More generally respondents from across Europe agreed that the legal market on the continent is a “much more competitive environment” than has been seen in previous years. In particular, clients are “getting more aware of price and really trying to drive rates down”. Practitioners told us that, as a result, there has been a tendency in the EU legal market “towards more specialisation”, with “medium-sized firms disappearing or getting smaller”, and small, boutique firms that “specialise and can offer cheaper, but still very high quality services to clients, having a good period.”
A further significant event that “will undoubtedly affect the construction market” has been the election of Donald Trump as US president. Some lawyers thought that Trump will “probably be a good thing in the end”, as he is “promising significant amounts of money for infrastructure”, which will therefore offer a boost to the US construction industry. In such a scenario, this would likely benefit legal markets beyond the US as well. However, “Trump is unpredictable and businesses hate uncertainty”. There is concern that construction companies “will go and invest in places where they feel safe instead”. US firms with strong offerings in multiple jurisdictions may therefore stand to reap the most benefits.
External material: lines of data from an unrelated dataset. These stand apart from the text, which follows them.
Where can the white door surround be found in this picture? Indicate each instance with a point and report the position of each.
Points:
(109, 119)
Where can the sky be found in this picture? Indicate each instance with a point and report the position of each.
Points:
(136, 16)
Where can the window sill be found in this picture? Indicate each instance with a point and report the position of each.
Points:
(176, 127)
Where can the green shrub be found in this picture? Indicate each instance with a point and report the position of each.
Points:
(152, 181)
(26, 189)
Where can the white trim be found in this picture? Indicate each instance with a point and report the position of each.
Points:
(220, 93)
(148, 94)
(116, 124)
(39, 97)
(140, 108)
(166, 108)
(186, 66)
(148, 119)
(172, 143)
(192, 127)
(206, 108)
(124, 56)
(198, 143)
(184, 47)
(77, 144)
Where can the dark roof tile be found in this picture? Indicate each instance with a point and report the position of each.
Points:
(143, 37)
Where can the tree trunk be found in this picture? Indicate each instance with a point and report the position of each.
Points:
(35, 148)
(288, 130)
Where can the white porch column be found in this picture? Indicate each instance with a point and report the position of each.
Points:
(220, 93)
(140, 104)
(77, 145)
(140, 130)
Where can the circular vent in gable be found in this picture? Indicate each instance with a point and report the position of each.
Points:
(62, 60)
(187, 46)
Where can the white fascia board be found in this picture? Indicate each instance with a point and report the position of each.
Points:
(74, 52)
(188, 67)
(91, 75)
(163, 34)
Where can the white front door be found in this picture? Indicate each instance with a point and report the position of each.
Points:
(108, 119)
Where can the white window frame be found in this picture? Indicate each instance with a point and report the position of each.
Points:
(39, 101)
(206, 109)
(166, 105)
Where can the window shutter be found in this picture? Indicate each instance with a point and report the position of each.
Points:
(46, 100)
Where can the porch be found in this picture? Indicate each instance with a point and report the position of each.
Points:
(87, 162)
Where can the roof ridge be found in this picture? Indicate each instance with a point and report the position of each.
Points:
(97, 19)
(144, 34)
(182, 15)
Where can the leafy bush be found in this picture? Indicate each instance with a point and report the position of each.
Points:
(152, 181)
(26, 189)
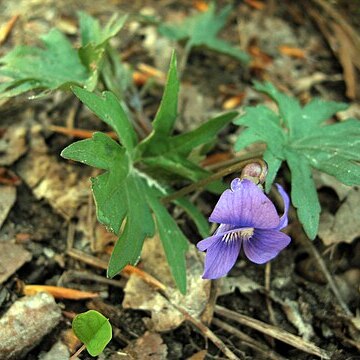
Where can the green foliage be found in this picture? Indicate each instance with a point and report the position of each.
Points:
(299, 136)
(94, 330)
(202, 30)
(57, 65)
(127, 197)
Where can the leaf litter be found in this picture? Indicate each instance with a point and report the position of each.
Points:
(293, 301)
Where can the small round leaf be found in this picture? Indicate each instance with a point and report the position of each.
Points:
(94, 330)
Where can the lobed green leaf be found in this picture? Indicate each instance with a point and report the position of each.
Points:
(108, 108)
(303, 193)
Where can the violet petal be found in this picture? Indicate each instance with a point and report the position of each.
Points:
(245, 206)
(220, 258)
(284, 218)
(264, 245)
(206, 243)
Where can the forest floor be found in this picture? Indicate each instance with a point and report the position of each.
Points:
(48, 229)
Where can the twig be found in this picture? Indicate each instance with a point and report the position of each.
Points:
(340, 20)
(207, 333)
(78, 133)
(274, 332)
(128, 270)
(267, 298)
(248, 341)
(78, 352)
(225, 163)
(150, 280)
(203, 182)
(184, 59)
(322, 266)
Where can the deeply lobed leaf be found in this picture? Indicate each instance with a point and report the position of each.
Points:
(57, 64)
(300, 136)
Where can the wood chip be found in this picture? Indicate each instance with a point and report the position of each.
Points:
(273, 331)
(292, 51)
(6, 29)
(59, 292)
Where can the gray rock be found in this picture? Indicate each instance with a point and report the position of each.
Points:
(25, 324)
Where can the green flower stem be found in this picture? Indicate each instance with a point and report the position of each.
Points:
(203, 182)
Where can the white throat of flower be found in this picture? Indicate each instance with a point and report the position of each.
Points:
(244, 234)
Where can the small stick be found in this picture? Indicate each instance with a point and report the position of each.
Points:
(248, 341)
(273, 331)
(78, 352)
(128, 270)
(207, 333)
(325, 271)
(267, 298)
(78, 133)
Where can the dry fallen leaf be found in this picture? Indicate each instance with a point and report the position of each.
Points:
(12, 258)
(164, 316)
(344, 226)
(6, 28)
(149, 346)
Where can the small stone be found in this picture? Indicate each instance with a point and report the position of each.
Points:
(59, 351)
(24, 325)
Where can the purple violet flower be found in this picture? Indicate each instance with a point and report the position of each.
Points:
(247, 218)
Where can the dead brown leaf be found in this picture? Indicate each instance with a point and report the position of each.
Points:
(164, 316)
(48, 178)
(6, 28)
(344, 226)
(149, 346)
(12, 258)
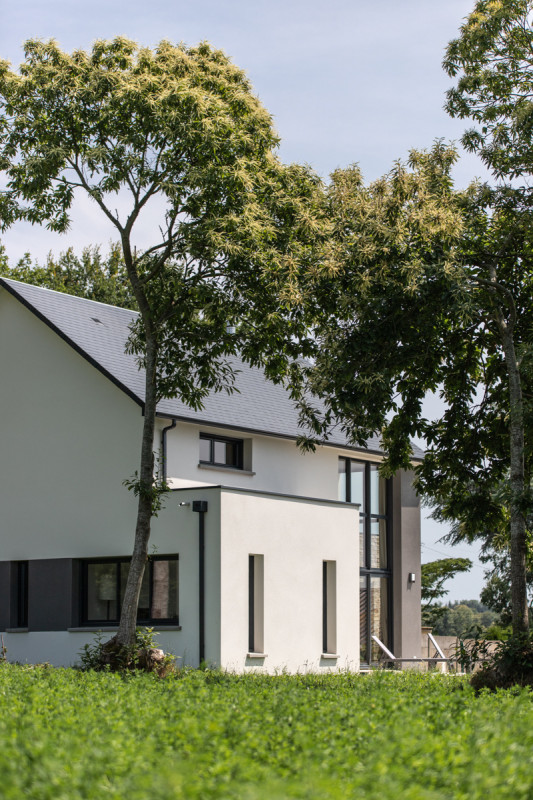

The increased pressure on legal fees mentioned above is “in part caused by the recent fall in oil and commodities prices”, meaning that construction clients “have far less money to spend on legal fees.” Yet contradictorily, this lack of available finances to clients has also been beneficial for the legal market, particularly for firms that have well-developed international construction litigation departments. While there has been “some scaling back or suspension of projects” undertaken by clients, this has also led to an uptick in construction disputes. More and more businesses “are pulling out of certain projects and then choosing either litigation or alternative dispute resolution as a means of trying to maximise their profits or recover their losses”. As a result, construction dispute practices “have been incredibly buoyant across the globe over the past year”, with several firms actively recruiting in this area in order to take advantage of the increased demand for such legal services.
In particular, there has been a significant upsurge in the amount of construction arbitration, as “tougher economic conditions drive businesses to make hard decisions” and be “more willing to settle matters” without the cost of litigation. For UK firms, this may help to further counter any negative effects of Brexit on the UK’s legal market, as London remains an important arbitration centre for construction disputes, owing to English law’s prevalence in international contracts across Europe, the Middle East and Africa. Thus, alternative dispute resolution will be a potentially lucrative area for firms looking to expand the range of their practices in light of Brexit.
The construction legal market was the subject of contradictions in 2016. While it “is getting tougher for clients”, this is beneficial for lawyers “as the hard times produce lots of legal work”. Yet such an environment also produces “a lot more competition among law firms”. Practitioners told us that the most important thing for firms is that they “have very experienced lawyers advising clients”, as “clients aren’t willing at the moment to pay for the time spent training up less experienced lawyers as part of the advice they receive”. With the pressures on firm fees, existing sector knowledge and understanding appear to be the probable keys for firms trying to stay ahead in the market.